The heat is back on for native forest waste to be used for power generation but the Eden woodchip mill in NSW says it has no plans to get involved. Source: The Australian

South East Fibre Exports general manager Peter Mitchell said despite Monday’s agreement on the Renewable Energy Target to include forest waste, the proposal was still too uncertain to justify – investment.

“Burning waste already at the mill would be one of the best forms of renewable energy available and is widely utilised in Europe,” Mr Mitchell said, “but nobody is going to invest the money with so much uncertainty.”

Labor has said it does not support the inclusion of forest waste in the RET and it has become the focus of a building campaign by conservation groups.

The federal government is expected to use changes in regulation to include it in the revised RET deal for 33,000GWh of power.

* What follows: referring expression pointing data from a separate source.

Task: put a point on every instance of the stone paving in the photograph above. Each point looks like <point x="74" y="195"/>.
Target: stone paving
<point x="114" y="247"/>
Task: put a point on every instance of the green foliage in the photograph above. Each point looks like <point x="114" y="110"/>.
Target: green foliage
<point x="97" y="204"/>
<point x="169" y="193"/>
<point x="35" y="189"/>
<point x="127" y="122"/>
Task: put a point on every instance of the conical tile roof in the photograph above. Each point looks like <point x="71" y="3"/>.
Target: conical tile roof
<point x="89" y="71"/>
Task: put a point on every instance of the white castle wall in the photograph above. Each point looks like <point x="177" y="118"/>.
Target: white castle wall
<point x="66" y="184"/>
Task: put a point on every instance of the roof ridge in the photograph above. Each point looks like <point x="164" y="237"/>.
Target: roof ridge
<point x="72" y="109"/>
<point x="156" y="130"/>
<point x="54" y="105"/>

The Japanese-owned Eden Mill, which has struggled for years because of low world chip prices, believes a global trend towards bio energy may lead to a recovery in demand for chips for papermaking.

“The sudden and recent emergence of biomass power generation will generate serious competition for wood fibre in the future as the world seeks to move away from fossil fuel use, and this competition is likely to provide a serious challenge to the pulp and paper sector in resource supply,’” the company website says.

In Australia, environment groups have mounted a strong campaign over many years to stop forest waste being eligible for renewable energy certificates.

They say it represents a low-value replacement for woodchipping and leads to greater forest destruction.

Markets for Change said Labor had traded off abandonment of two-yearly reviews of the Renewable Energy Target for burning of native forest biomass.

The group said both issues could have been ruled out if Labor had insisted on legislative provisions to do so.

“Expect the government to now put forward a change to regulations to include combustion of native forest biomass, and for Labor to indulge in ineffectual hand-wringing,” group chief executive Peg Putt said.

“This is no substitute for insisting on effective legislative provisions in the deal just agreed.”

Wilderness Society national forest campaign manager Warrick Jordan said the groups had written to Tony Abbott asking him to shelve his plan to include burning native forests as a renewable energy.